Plot 3 — Final Cox Model: Adjusted Hazard Ratios
This plot shows the final adjusted Cox model, including treatment group, prior therapy, age, Karnofsky score, and cell type.
The clearest signals in the model are Karnofsky score and tumour cell type. Higher Karnofsky scores are associated with lower risk, while adenocarcinoma and small cell carcinoma show substantially higher hazard than squamous cell carcinoma.

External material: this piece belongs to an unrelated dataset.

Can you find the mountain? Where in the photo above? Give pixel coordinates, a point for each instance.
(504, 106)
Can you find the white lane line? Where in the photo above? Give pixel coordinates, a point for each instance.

Even after adjustment, the treatment effect remains modest and uncertain (HR ≈ 1.4, p = 0.097). Overall, the model discriminates much better than a treatment-only model, with concordance improving from about 0.51 to 0.74.
The result is broadly the same. Karnofsky score remains the strongest and most stable predictor of survival, while treatment group and prior therapy contribute little on their own. Seeing the same pattern across two different modelling approaches adds confidence to the overall interpretation.